La Panamericana,
c'est une aventure en soi. Pour certains, c'est l'histoire d'un voyage. Pour nous,
ce sont quelques centaines de kilomètres. La « Paname », c'est une
autoroute pleine de contradictions. Elle est interdite aux vélos mais un
service de camionnettes est mis en place pour aider les cyclistes à passer les
tunnels ; les pistes cyclables y débouchent et les policiers nous y
envoient. Les véhicules y roulent à vive allure mais la large bande d'arrêt
d'urgence nous offre la sécurité qui manque parfois sur les petites routes. Il
y a du bruit mais l'on peut rouler côte à côte et bavarder. Elle contourne les
villes et nous assure un lieu de campement gratuit chaque soir. La première
nuit, nous la passons dans une zone de chantier derrière une station service où
le gardien est aux petits soins. Ce dernier nous offre l’accès à la douche -
chaude - des ouvriers puis nous tend une tasse de Fanta en nous disant « Il
vous faut de l'énergie pour la route ! » Au matin, il nous apporte
encore biscuits et cerises pour le petit déjeuner... La deuxième nuit, nous
campons sur une aire de repos et là encore, douche chaude à gogo et sécurité.

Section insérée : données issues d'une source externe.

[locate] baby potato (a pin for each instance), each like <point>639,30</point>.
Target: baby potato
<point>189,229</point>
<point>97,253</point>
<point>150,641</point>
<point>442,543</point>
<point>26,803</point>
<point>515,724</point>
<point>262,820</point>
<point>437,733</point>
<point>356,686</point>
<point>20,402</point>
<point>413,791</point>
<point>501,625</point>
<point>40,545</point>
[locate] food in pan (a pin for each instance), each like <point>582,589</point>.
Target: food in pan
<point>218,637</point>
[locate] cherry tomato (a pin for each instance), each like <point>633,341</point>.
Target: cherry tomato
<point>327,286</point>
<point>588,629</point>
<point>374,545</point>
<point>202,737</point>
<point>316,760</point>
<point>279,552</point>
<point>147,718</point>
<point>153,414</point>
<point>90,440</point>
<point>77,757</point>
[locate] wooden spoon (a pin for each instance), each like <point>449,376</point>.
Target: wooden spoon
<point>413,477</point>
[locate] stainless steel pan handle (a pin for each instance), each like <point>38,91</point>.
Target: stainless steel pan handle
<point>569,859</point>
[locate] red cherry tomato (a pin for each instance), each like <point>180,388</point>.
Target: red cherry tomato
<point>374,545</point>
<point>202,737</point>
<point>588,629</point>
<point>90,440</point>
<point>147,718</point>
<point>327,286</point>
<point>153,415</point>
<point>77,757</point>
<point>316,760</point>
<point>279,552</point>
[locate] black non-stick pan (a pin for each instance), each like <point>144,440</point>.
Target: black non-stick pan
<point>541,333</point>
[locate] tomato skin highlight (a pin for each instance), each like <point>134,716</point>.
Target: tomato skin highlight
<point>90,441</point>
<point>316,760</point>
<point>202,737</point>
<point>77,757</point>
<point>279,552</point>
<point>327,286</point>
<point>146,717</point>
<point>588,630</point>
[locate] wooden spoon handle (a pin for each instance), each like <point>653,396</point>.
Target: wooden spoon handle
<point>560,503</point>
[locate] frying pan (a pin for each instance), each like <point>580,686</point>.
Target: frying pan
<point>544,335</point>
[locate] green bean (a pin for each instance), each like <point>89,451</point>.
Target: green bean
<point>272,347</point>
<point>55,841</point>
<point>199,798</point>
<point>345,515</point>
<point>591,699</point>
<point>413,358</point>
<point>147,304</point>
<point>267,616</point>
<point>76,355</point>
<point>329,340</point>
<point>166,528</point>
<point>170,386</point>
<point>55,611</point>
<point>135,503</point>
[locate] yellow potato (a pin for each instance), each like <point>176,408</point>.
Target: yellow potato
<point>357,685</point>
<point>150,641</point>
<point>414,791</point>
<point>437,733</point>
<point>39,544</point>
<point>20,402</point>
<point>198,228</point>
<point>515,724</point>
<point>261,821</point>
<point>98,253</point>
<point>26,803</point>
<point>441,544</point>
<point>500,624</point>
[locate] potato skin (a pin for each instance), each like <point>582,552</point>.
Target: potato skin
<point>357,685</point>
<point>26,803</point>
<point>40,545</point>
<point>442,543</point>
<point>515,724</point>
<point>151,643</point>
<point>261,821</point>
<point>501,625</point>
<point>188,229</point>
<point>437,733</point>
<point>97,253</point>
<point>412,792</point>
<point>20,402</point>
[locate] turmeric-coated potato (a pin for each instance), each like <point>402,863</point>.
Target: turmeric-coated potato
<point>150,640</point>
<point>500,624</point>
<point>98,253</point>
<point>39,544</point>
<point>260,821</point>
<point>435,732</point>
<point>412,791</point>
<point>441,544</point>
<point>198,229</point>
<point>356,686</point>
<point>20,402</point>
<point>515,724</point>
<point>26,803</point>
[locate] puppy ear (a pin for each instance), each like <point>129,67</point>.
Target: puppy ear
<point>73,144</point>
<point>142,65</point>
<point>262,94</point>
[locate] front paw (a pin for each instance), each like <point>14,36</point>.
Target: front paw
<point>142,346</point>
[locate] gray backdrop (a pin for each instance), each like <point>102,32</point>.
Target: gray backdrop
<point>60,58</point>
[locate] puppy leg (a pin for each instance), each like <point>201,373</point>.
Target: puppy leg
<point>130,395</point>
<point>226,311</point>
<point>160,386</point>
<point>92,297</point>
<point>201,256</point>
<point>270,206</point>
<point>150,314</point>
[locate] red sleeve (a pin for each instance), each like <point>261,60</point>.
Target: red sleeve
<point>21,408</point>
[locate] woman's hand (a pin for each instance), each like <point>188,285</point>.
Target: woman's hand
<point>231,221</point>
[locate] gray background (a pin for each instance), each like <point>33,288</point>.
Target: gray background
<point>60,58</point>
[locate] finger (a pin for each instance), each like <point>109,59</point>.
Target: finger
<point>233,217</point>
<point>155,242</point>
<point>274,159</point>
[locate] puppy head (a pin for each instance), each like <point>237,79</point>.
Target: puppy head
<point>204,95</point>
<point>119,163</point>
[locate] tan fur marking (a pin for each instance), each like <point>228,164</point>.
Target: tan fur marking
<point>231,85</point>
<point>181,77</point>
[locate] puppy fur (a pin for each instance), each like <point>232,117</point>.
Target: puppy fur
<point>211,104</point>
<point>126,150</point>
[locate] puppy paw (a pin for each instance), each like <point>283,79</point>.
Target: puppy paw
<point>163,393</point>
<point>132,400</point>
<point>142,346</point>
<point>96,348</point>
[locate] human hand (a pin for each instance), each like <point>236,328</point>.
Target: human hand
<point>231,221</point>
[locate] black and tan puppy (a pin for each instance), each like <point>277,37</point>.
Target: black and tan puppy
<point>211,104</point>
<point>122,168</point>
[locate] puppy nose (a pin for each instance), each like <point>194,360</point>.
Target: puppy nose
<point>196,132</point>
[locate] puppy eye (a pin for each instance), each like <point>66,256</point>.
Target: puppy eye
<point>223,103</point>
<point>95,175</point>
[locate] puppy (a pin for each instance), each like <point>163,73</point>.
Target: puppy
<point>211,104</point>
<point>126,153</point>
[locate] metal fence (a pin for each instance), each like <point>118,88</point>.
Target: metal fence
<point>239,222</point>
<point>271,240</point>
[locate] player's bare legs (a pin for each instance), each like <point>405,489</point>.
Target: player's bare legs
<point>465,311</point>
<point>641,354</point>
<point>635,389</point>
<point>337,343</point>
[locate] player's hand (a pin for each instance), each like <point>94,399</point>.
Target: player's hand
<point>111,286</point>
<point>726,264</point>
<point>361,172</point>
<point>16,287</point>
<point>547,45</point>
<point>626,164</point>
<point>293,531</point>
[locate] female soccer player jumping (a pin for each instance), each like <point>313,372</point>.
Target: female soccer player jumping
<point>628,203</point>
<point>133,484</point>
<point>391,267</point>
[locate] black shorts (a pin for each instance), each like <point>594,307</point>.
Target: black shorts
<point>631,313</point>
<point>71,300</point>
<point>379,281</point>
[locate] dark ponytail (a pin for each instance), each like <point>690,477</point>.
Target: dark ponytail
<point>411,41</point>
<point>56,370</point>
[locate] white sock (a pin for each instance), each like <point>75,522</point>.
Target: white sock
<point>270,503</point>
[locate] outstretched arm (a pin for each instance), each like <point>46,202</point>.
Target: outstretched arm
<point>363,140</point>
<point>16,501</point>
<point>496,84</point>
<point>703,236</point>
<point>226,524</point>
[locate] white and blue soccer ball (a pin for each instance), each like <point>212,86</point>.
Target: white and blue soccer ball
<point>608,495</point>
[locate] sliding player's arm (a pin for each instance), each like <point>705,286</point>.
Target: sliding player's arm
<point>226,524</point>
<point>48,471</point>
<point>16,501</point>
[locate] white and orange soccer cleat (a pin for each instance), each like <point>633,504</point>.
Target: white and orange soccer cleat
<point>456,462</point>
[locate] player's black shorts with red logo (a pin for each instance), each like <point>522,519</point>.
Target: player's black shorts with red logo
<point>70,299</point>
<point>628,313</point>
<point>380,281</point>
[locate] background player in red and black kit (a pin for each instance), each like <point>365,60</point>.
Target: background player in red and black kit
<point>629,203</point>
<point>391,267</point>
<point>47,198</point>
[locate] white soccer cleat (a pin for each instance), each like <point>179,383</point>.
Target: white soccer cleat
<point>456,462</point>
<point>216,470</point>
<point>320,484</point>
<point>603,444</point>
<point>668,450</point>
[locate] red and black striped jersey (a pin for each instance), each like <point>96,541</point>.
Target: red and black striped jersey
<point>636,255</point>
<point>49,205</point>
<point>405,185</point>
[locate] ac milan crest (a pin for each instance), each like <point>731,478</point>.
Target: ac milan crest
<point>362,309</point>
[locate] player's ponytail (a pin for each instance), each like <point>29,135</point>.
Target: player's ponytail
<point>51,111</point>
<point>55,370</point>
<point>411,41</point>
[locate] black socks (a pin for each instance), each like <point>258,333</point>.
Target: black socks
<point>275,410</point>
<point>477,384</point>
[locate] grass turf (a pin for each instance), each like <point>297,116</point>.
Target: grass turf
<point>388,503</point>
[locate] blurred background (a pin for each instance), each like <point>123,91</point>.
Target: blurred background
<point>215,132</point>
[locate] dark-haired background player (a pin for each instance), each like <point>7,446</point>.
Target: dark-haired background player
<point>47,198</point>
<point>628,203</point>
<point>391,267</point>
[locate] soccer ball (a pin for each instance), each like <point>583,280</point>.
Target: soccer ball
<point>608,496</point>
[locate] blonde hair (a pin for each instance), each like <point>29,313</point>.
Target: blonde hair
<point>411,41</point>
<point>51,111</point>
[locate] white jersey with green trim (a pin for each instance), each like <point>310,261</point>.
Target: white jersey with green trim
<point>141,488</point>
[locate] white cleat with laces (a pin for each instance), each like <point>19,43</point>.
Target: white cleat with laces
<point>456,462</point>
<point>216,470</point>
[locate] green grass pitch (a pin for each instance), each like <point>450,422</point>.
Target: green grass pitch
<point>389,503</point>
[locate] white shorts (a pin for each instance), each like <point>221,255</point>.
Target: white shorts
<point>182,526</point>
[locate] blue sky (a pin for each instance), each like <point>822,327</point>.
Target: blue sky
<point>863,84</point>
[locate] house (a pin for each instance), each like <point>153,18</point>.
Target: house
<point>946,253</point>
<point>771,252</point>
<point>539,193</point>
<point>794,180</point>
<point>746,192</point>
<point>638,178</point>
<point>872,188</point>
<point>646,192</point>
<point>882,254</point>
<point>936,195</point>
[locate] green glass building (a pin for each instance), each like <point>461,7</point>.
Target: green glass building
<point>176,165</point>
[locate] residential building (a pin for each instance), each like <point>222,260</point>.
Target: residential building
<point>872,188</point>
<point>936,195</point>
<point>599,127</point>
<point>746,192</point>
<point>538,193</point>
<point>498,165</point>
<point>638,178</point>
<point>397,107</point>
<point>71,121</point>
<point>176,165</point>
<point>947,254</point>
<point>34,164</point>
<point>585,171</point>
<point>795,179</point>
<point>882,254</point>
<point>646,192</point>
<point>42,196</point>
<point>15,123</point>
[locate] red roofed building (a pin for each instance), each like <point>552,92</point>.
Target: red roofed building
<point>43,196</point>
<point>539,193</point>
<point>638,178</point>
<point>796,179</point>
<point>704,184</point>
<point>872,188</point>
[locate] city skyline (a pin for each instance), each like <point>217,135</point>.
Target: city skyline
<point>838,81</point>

Mais la « Paname », il en faut à juste dose. Alors nous la quittons
après quelques 200 km., pour ne pas se séparer lassés. C'est une petite route
de campagne qui prend la relève et nous mène au bord de cet océan qui nous est
familier. Le décor alors se transforme et nous transporte à notre grande
surprise en Scandinavie : des forêts de pins à perte de vue, des petits
villages de pêcheurs, des maisons en lattes de bois et aux toits pentus...
Nous célébrons le
24 décembre dans une petite « villa » en ruine au bord de l’océan.
Une maison qu’un homme nous a mis à disposition, malgré sa gêne vis-à-vis de l'état
de son bien. Quatre murs de béton, un toit et c'est tout. Mais c'est tellement
: un chez nous éphémère. Le lendemain, sur la place du village voisin où la
musique « Feliz
Navidad » fait vibrer les lieux qui se préparent à la célébration,
nous lirons avec émotion la trentaine de mails reçus.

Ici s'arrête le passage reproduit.